Affaire Madoff : la SEC prise en défaut

le 16/12/2008 L'AGEFI Quotidien / Edition de 7H

Le débat sur les lacunes de la régulation de Wall Street est relancé

 La Securities & Exchange Commission (SEC) est à nouveau sur la sellette. Après l’arrestation le 11 décembre de Bernard Madoff, accusé d’être l’auteur d’un «montage Ponzi» ayant généré 50 milliards de pertes pour ses investisseurs, la principale autorité de tutelle et de surveillance des intermédiaires financiers aux Etats-Unis fait l’objet en ce début de semaine d’une nouvelle pluie de critiques.

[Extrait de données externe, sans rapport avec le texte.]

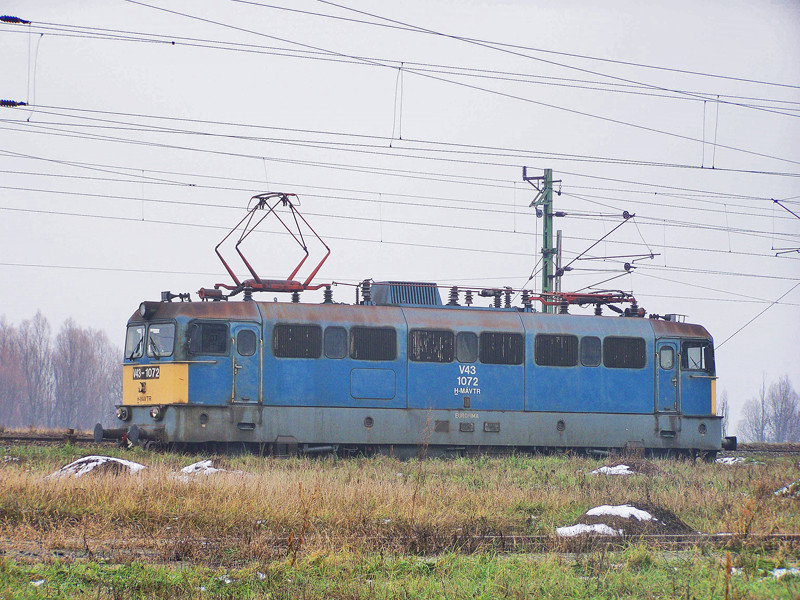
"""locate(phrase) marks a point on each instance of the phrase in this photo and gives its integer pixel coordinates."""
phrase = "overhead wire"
(470, 86)
(382, 145)
(778, 106)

A trois reprises entre 1991 et 2007, la SEC a examiné les activités de courtage et d’investissement du financier new-yorkais sans qu’aucune de ses enquêtes ne débouche sur la découverte d’une fraude massive au mécanisme de base pourtant rudimentaire – le capital apporté par les nouveaux investisseurs sert à financer les «gains», purement fictifs, des plus anciens. Hier, un premier élément d’explication a émergé: les enquêteurs auraient découvert une activité de gestion d’actifs jamais déclarée. Seul Bernard Madoff aurait eu accès aux comptes.